Nonostante il mantra di politici, associazioni e grandi masse di cittadini sia la transizione energetica, con il passaggio dalle fonti petrolifere alle fonti alternative come il solare, l’eolico e lo sfruttamento delle correnti marine, la realtà ci dice che anno dopo anno il fabbisogno di petrolio cresce ed è destinato ad aumentare con l’industrializzazione di paesi che nel tempo andranno a sviluppare una politica industriale propria.

Il motivo di tale difficoltà è da individuare, fondamentalmente, nel fatto che la transizione avrebbe, in parte, costi altissimi ed in parte non sarebbe sostenibile con i moderni mezzi.

Leggendo i dati forniti da autorità internazionali, scopriamo che il fabbisogno di petrolio è stato, nel 2018, di oltre 99 milioni di barili, il più alto di sempre.

Scopriamo, anche che secondo alcuni analisti, supereremo i 100 milioni di barili nel 2019.

Le riserve petrolifere mondiali sono rappresentate nella mappa che vedete di seguito.

Riserve di petrolio

riserve di petrolio in miliardi di barili

Sicuramente molti di voi sarete sorpresi dallo scoprire che non è l’Arabia Saudita il paese con le maggiori riserve di petrolio, bensì il Venezuela che, oltretutto, ha enormi riserve anche di altre materie prime come il gas naturale, bauxite, ferro, carbone, oro ed uranio.

Ebbene si, il Venezuela che da anni è sull’orlo del default, è un paese le cui riserve potrebbero rendere ricchi i propri cittadini ma che, alcune dinamiche di politica interna ed internazionale hanno reso poverissimo.

Sempre dall’ infografica capiamo che il Canada è al terzo posto per riserve petrolifere.

Quando si parla di giacimenti petroliferi, però, bisogno comprendere che un fattore molto importante è giocato dalla conformazione del territorio.

Con un altra infografica, infatti, riusciamo a comprendere come sia molto diverso il costo di estrazione da un paese all’altro.

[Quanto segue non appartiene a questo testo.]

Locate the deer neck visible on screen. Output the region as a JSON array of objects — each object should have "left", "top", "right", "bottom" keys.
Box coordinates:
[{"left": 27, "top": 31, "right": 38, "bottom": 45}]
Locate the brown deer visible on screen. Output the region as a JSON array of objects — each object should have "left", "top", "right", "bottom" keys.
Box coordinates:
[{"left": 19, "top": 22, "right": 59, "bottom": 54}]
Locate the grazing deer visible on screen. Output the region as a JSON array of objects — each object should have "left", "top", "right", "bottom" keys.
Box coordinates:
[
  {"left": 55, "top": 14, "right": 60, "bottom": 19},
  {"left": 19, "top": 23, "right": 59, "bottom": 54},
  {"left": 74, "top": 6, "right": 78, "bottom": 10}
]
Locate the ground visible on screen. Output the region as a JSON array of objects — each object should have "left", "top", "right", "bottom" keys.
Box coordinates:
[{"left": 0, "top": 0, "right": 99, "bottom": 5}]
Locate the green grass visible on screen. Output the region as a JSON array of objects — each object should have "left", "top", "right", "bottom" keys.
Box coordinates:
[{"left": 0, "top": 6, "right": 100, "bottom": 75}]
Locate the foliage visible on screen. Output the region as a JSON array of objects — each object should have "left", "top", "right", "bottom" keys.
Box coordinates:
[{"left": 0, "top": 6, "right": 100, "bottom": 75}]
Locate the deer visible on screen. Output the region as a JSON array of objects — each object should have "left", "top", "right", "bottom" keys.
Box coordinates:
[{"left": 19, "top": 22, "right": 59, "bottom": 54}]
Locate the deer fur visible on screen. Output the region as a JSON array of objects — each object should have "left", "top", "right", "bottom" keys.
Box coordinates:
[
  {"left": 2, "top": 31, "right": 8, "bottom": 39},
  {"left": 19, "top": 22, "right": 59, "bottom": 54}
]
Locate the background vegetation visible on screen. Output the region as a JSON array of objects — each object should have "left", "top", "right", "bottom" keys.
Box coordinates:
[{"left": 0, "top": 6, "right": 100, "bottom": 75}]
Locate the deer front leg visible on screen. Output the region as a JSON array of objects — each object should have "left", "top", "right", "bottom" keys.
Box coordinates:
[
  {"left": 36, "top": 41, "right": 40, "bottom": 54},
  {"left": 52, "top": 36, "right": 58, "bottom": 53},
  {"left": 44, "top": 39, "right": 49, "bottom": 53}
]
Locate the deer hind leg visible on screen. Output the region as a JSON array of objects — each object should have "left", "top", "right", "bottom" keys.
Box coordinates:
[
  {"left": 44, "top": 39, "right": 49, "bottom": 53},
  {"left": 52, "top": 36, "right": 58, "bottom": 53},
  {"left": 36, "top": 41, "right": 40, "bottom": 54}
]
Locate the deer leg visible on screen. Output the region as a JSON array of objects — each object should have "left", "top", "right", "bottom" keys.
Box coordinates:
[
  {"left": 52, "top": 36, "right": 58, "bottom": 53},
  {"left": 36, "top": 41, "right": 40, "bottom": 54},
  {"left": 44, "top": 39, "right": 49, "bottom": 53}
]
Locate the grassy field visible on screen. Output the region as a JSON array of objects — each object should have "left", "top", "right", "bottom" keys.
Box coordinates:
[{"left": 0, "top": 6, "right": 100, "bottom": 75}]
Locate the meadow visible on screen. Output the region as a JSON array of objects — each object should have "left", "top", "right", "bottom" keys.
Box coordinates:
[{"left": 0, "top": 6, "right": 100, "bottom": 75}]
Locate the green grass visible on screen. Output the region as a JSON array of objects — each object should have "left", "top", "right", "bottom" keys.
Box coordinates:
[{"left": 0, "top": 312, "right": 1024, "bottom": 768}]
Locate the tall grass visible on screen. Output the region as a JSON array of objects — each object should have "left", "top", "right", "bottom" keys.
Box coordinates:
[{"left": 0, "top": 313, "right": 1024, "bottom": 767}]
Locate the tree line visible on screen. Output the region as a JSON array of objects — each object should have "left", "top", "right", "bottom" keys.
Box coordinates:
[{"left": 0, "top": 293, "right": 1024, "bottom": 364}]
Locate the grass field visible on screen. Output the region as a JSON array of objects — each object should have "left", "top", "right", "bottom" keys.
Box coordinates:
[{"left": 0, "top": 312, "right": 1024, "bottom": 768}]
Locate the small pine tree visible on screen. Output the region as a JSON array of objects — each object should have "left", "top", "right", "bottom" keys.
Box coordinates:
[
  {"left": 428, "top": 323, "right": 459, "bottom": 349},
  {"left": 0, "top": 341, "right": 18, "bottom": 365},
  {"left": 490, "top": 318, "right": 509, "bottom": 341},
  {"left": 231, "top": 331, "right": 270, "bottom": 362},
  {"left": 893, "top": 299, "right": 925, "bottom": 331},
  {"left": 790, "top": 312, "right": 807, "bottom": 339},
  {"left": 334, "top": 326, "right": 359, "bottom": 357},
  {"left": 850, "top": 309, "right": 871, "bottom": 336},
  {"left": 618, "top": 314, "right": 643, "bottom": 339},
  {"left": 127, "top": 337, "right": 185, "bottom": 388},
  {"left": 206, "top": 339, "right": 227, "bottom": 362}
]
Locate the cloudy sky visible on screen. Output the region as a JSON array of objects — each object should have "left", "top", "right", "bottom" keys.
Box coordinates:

Costi estrazione del petrolio

Come è facile intuire, il petrolio del Regno Unito è il meno conveniente da estrarre con un costo medio di 17 USD al barile così come il Canada ha un costo medio di 11 USD ed il Venezuela di 8 USD.

Questo rende difficile la vendita il petrolio soprattutto se messo in competizione con il greggio proveniente da Arabia saudita con 3 USD , Iran 2 USD , Iraq 2,16 USD o Russia con un costo di 3 USD.

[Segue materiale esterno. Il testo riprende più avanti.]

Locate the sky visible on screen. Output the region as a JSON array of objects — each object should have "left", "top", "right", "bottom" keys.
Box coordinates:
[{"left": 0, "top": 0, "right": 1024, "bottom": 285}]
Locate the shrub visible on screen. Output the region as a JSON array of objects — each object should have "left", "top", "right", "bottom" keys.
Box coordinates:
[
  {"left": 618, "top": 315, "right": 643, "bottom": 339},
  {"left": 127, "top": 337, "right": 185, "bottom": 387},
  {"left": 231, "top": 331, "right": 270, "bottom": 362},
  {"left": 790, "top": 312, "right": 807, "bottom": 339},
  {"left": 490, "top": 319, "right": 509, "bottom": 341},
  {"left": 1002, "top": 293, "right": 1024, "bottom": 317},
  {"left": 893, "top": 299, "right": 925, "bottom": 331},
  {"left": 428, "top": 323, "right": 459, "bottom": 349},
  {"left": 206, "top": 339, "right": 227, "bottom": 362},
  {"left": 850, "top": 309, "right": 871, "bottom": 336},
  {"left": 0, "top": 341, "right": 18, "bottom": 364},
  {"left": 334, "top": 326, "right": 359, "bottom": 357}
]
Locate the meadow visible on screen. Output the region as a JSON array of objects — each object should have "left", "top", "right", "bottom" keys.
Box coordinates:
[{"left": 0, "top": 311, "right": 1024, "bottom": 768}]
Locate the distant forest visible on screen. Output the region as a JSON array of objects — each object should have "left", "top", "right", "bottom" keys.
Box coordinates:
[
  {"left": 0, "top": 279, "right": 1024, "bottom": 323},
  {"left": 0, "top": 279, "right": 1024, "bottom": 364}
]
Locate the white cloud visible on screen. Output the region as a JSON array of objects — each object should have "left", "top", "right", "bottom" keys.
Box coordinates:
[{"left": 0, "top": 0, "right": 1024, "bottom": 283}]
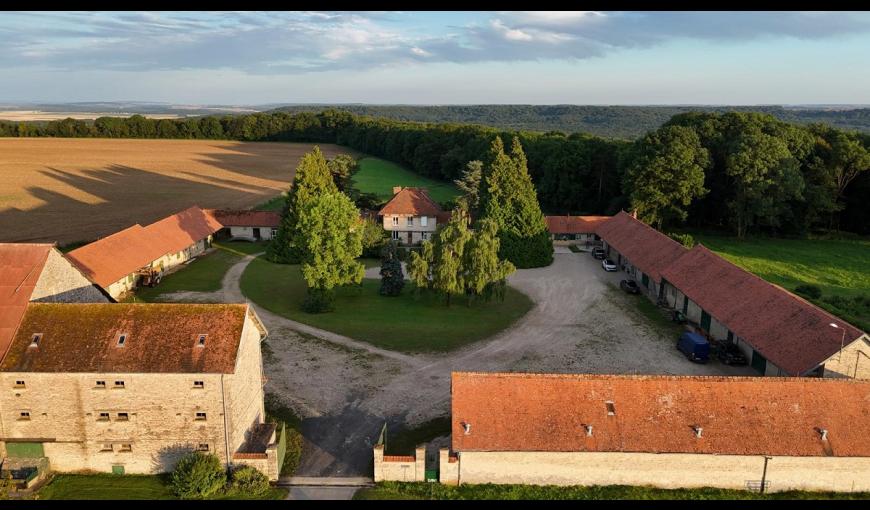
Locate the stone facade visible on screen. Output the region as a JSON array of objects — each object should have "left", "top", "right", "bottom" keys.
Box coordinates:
[
  {"left": 0, "top": 315, "right": 277, "bottom": 473},
  {"left": 30, "top": 248, "right": 109, "bottom": 303},
  {"left": 441, "top": 449, "right": 870, "bottom": 492}
]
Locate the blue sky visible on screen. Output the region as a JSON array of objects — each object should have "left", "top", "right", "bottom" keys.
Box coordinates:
[{"left": 0, "top": 11, "right": 870, "bottom": 104}]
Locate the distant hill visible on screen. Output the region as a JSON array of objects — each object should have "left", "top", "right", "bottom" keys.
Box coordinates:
[{"left": 272, "top": 104, "right": 870, "bottom": 139}]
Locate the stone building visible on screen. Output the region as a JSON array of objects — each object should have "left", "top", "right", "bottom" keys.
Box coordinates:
[
  {"left": 0, "top": 303, "right": 283, "bottom": 480},
  {"left": 661, "top": 245, "right": 870, "bottom": 378},
  {"left": 0, "top": 243, "right": 109, "bottom": 359},
  {"left": 67, "top": 206, "right": 223, "bottom": 299},
  {"left": 378, "top": 186, "right": 450, "bottom": 244},
  {"left": 206, "top": 209, "right": 281, "bottom": 241},
  {"left": 440, "top": 373, "right": 870, "bottom": 492},
  {"left": 595, "top": 211, "right": 688, "bottom": 301}
]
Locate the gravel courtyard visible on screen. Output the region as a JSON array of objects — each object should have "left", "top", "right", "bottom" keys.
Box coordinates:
[{"left": 165, "top": 250, "right": 752, "bottom": 476}]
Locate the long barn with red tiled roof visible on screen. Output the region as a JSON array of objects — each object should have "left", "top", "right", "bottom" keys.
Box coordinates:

Si comprende, quindi, che nonostante un paese possa avere grandi riserve petrolifere, nella realtà potrebbe non essere in grado di produrre e vendere quel petrolio in modo da massimizzarne il potenziale beneficio.

Si intuisce il motivo per cui, ad esempio, l’occidente tiene molto ai paesi del golfo in quanto quella zona del mondo rappresenta la fonte di approvvigionamento più a basso costo disponibile.

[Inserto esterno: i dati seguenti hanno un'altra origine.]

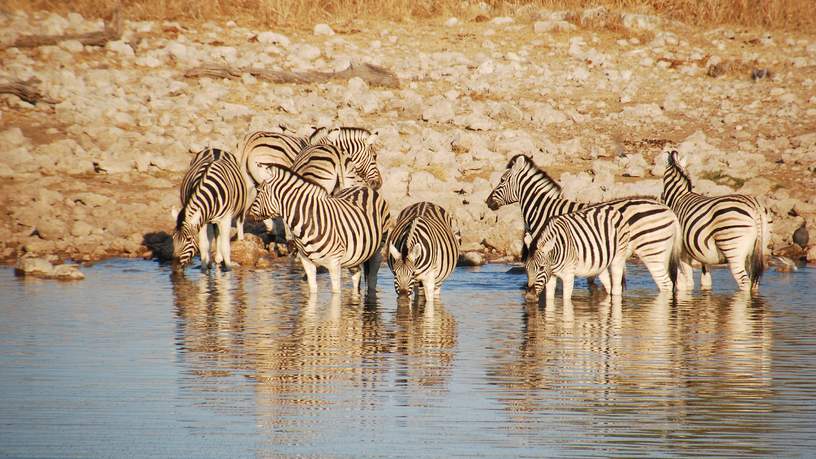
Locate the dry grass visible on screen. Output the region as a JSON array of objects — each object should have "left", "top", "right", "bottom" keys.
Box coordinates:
[{"left": 0, "top": 0, "right": 816, "bottom": 30}]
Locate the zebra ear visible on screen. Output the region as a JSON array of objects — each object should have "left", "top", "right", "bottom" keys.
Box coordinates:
[
  {"left": 366, "top": 132, "right": 378, "bottom": 147},
  {"left": 408, "top": 244, "right": 422, "bottom": 261},
  {"left": 541, "top": 237, "right": 555, "bottom": 253},
  {"left": 388, "top": 244, "right": 402, "bottom": 260},
  {"left": 326, "top": 129, "right": 340, "bottom": 143}
]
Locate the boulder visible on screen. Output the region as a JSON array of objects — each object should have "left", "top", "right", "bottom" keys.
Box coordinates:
[{"left": 14, "top": 256, "right": 85, "bottom": 280}]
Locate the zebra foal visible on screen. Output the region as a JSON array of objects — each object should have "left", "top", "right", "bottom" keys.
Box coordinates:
[
  {"left": 486, "top": 155, "right": 683, "bottom": 291},
  {"left": 525, "top": 205, "right": 629, "bottom": 303},
  {"left": 388, "top": 202, "right": 461, "bottom": 304},
  {"left": 173, "top": 148, "right": 250, "bottom": 270},
  {"left": 248, "top": 167, "right": 391, "bottom": 293},
  {"left": 661, "top": 151, "right": 770, "bottom": 290}
]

E’ anche per questo motivo che nascono guerre o alleanze improbabili come quella con i sauditi.

Se da un lato l’occidente fa le guerre per ‘esportare la democrazia‘, dall’altro stringe alleanze con dinastie note per le torture.

Tornando al Venezuela, anche se se ne parla poco, potrebbe essere la polveriera del prossimo conflitto tra superpotenze.

Prima o poi le sue riserve naturali entreranno nell’interesse geopolitico di qualcuno ed allora, in sud america, potrebbe nascere la prossima guerra.

Di sicuro sarebbe da monitorare costantemente, per cogliere ogni minimo cambiamento nella società o nella politica o per catturare eventuali ingerenze di soggetti stranieri.

Serviranno ancora decenni prima che l’umanità si liberi dalla schiavitù del petrolio e da tutto quello che ha rappresentato, benessere e guerre comprese.

Probabilmente la prossima guerra gli uomini la combatteranno per l’acqua, ma intanto si continua a morire per il petrolio.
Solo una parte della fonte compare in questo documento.